The 311 disaster, unimaginable in its vastness, was only one small piece of a larger geophysical jigsaw. For example, the recent tunnel collapse on the Central Expressway section in Yamanashi Province, west of Tokyo, was due to bolt-loosening caused by the March 15, 2011, earthquake in the Mount Fuji region, four days after the 311 disaster. That quake occurred on a completely different network of fault lines than from the 311 temblor, a key point that still goes unnoticed by the Tokyo authorities and the expressway engineers puzzling over the tumbled ceiling panels and smashed vehicles.
On a visit to Mount Fuji in early October, local residents told me about how the March 15 quake knocked out roadways, smashed buildings and triggered landslides far inland. While washing headstones at the family cemetery, I detected black grime inside the south-facing inscriptions in the granite blocks. As it turns out, Mount Fuji has been splitting apart down its southern face and venting steam through dozens of cracks.

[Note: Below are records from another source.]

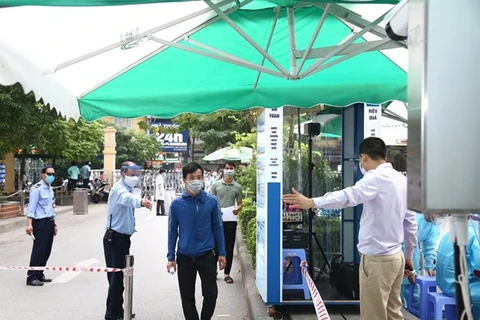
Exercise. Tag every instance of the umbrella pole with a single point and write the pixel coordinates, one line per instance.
(299, 168)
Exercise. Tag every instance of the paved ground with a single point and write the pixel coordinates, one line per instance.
(80, 296)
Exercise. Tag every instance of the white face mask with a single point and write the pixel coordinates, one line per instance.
(362, 170)
(131, 181)
(194, 186)
(229, 173)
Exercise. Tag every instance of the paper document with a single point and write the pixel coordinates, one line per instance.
(227, 214)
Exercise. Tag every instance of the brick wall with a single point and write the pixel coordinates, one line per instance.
(9, 210)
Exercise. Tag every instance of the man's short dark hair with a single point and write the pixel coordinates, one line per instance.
(229, 163)
(190, 168)
(124, 166)
(374, 148)
(44, 169)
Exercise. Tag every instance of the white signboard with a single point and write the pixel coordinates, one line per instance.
(372, 120)
(269, 205)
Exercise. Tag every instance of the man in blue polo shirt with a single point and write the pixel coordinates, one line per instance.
(120, 226)
(195, 221)
(41, 225)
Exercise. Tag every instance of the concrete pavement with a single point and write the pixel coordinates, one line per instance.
(80, 296)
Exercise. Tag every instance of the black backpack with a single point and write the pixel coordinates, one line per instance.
(344, 276)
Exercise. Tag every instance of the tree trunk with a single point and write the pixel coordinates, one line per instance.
(22, 169)
(193, 149)
(291, 134)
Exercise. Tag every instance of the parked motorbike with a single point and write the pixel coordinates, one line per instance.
(98, 192)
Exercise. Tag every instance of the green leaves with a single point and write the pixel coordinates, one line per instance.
(134, 146)
(26, 122)
(219, 129)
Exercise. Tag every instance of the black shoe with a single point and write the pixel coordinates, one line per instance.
(34, 282)
(43, 279)
(133, 316)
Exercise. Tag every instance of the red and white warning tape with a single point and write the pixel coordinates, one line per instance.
(74, 269)
(320, 309)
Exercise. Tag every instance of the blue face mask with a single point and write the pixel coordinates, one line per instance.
(194, 186)
(49, 179)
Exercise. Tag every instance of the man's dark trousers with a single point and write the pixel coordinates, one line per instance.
(115, 258)
(44, 231)
(206, 266)
(160, 205)
(229, 230)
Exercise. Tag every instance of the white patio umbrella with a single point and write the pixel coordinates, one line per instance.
(231, 153)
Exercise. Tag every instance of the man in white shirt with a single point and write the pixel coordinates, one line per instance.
(160, 192)
(383, 193)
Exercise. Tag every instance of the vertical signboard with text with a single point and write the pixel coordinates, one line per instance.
(269, 204)
(171, 142)
(372, 120)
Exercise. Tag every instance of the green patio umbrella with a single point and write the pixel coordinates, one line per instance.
(194, 57)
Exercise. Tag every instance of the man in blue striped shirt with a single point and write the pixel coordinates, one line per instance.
(195, 221)
(41, 225)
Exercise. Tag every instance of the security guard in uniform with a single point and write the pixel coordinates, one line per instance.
(41, 225)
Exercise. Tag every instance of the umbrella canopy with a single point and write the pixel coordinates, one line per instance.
(88, 3)
(231, 153)
(169, 58)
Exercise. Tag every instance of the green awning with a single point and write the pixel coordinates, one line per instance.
(176, 81)
(89, 3)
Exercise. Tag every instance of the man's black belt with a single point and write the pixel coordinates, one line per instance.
(118, 234)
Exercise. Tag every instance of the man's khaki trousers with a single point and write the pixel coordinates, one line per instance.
(380, 283)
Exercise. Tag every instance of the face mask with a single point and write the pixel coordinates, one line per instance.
(362, 170)
(229, 173)
(131, 181)
(194, 186)
(49, 179)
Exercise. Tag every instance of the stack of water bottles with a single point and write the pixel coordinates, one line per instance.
(2, 173)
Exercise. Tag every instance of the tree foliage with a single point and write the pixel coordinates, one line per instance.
(26, 123)
(78, 140)
(22, 121)
(134, 146)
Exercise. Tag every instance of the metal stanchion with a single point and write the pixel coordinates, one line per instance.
(22, 202)
(128, 277)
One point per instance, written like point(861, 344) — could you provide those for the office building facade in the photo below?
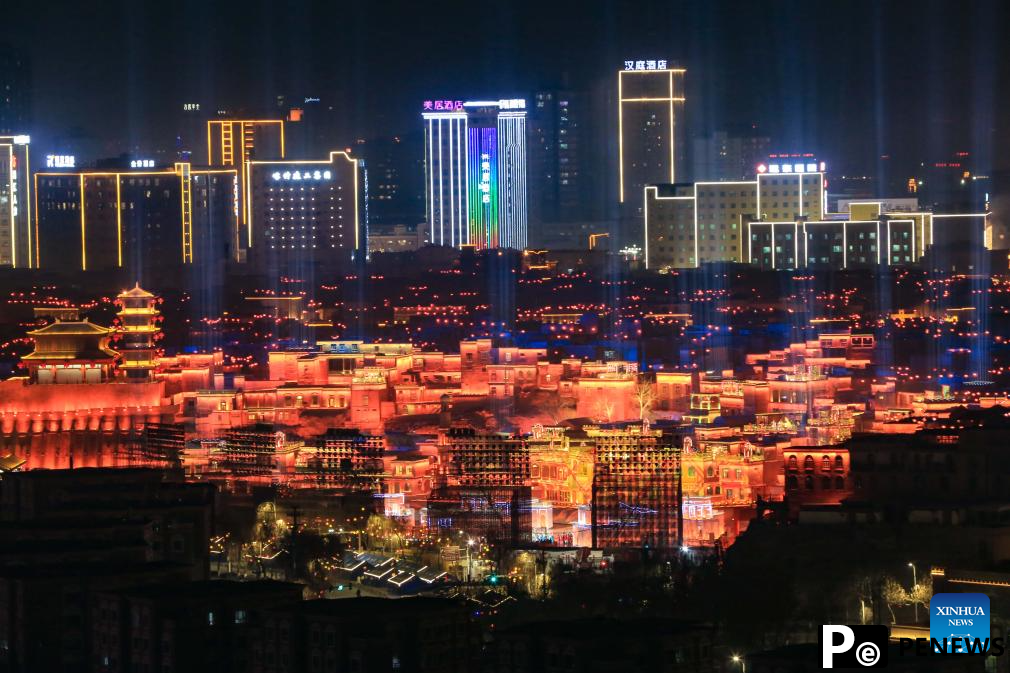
point(101, 219)
point(234, 142)
point(649, 95)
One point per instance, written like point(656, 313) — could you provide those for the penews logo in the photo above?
point(852, 647)
point(960, 619)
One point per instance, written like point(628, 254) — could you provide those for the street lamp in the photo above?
point(915, 605)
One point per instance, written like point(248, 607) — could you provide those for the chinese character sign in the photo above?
point(442, 105)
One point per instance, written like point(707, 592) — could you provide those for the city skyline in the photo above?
point(798, 112)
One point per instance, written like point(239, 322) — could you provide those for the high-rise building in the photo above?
point(445, 172)
point(16, 246)
point(476, 173)
point(304, 213)
point(141, 214)
point(725, 156)
point(137, 331)
point(649, 94)
point(690, 224)
point(237, 141)
point(780, 220)
point(15, 91)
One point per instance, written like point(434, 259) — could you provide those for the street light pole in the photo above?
point(915, 605)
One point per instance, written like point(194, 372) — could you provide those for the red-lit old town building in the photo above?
point(333, 416)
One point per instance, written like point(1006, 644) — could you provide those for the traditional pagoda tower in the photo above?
point(137, 332)
point(71, 352)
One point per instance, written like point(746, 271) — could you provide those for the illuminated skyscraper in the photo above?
point(236, 141)
point(16, 246)
point(15, 91)
point(133, 217)
point(445, 172)
point(138, 332)
point(648, 94)
point(305, 213)
point(476, 173)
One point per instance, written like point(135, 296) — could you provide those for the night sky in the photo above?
point(848, 80)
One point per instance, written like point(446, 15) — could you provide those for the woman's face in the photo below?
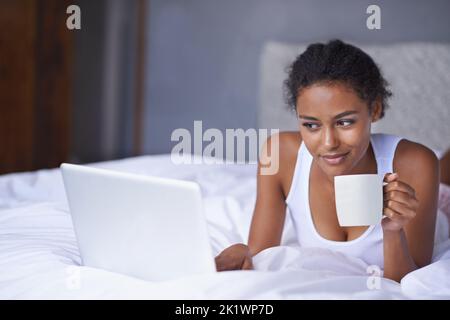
point(335, 126)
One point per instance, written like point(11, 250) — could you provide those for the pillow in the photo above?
point(419, 74)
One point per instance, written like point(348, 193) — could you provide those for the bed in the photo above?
point(39, 258)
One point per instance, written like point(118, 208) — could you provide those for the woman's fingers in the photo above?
point(400, 208)
point(399, 186)
point(394, 216)
point(389, 177)
point(401, 197)
point(248, 264)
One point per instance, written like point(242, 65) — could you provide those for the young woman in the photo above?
point(337, 92)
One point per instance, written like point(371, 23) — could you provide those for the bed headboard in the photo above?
point(419, 75)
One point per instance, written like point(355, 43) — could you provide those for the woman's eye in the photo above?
point(345, 122)
point(310, 125)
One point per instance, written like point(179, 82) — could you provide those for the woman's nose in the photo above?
point(330, 139)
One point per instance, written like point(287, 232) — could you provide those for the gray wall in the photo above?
point(203, 55)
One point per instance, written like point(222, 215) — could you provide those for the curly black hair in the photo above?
point(337, 61)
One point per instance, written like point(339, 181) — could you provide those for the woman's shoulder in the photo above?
point(412, 158)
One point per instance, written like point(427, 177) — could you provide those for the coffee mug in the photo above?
point(359, 199)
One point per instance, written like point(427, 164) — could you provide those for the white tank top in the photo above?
point(369, 246)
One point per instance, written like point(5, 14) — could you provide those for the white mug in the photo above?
point(359, 199)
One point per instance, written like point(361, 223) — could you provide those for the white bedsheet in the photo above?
point(39, 257)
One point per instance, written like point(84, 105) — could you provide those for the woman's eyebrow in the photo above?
point(345, 113)
point(340, 115)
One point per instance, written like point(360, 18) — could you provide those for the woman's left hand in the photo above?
point(400, 203)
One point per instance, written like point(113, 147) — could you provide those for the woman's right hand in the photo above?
point(235, 257)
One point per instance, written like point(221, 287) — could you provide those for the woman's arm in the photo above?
point(410, 206)
point(445, 168)
point(270, 208)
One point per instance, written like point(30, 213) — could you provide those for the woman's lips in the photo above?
point(334, 159)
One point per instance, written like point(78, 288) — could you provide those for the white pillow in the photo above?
point(419, 74)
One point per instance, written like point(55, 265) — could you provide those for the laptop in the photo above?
point(148, 227)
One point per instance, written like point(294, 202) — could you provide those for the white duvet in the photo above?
point(39, 257)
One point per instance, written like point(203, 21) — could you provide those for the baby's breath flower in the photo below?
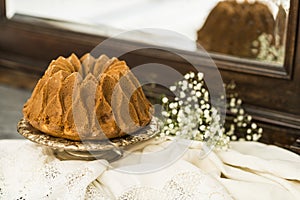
point(191, 115)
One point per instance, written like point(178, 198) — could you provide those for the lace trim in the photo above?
point(186, 185)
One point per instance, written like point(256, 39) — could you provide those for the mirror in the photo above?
point(248, 29)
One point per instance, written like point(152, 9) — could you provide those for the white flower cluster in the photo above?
point(190, 113)
point(239, 125)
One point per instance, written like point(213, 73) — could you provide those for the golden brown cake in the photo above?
point(74, 99)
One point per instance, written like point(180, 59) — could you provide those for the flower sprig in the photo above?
point(191, 115)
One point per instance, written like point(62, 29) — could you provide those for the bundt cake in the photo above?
point(73, 99)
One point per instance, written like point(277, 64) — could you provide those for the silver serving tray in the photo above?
point(66, 149)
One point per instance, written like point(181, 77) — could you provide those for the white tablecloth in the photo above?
point(249, 170)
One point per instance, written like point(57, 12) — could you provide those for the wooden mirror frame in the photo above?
point(271, 95)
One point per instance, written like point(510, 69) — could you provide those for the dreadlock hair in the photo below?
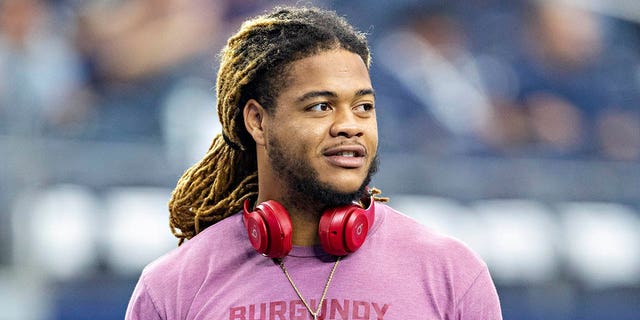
point(253, 65)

The Central Expressway tunnel is located just north of Mount Fuji, and the hills there were formed by ancient eruptions of the landmark volcano, which is now overdue for another huge blast that will effectively divide Japan into two halves and destroy the infrastructure of the Kanto Plain under hot ash and poisonous gas.
Slightly to the southeast on a little peninsula, where the slope of Fuji meets the Pacific, lies the Hamaoka nuclear plant. Hamaoka Point is hammered by at least five typhoons every year, meaning that if it is disabled by Mount Fuji eruptions and a quake along the nearby Suruga Bay fault line, powerful winds will sweep the radiation release directly into the Yokosuka U.S. Navy base, Yokohama and Tokyo, forcing more than 35 million residents to flee ­ a disaster greater than anything Godzilla is capable of. And the survivors will have only one direction of escape - toward Fukushima.
Dump the Pro-Nuclear Madmen
Anyone who suggests that nuclear power stations are safe in this land of catastrophe is, simply stated, out of his mind and should be put away in a psychiatric ward. The nuclear proponents have no place in politics, government, public works or the scientific establishment, since the risk of any further radiation exposure is the final blow to the continuance of life in Japan. The puny designs of madmen have zero chance of survival against the titans of molten rock or, in Japanese mythology, against the gigantic salamander reawakening under a trembling archipelago.
The Japanese Archipelago was created by tectonic movements and volcanic eruptions,   and its shoreline shaped by tsunami. These geophysical movements have wiped out human settlements repeatedly over the past 30,000 years and, judging from the destruction along the Tohoku coast, that process continues with bigger disasters on the way.
The Pacific seabed is being ripped asunder, promising the creation of volcanoes across Japan eight times taller than the eroded snow-capped mountains of the Tohoku. The superheated steam from the magma flows will lift the Fukushima radioactive sludge from the Pacific sea floor and into the jet stream, dooming North America and Europe. Insects and humans must move themselves out of the way or be annihilated without a trace. Unfortunately, with the amount of radioactivity pouring out of Fukushima into that rift under the sea, you can run, you can swim or you can fly - but there’s no place left to hide.
Author: Yoichi Shimatsu, former editor of the Japan Times Weekly, is a science writer and health consultant to surviving residents of Fukushima.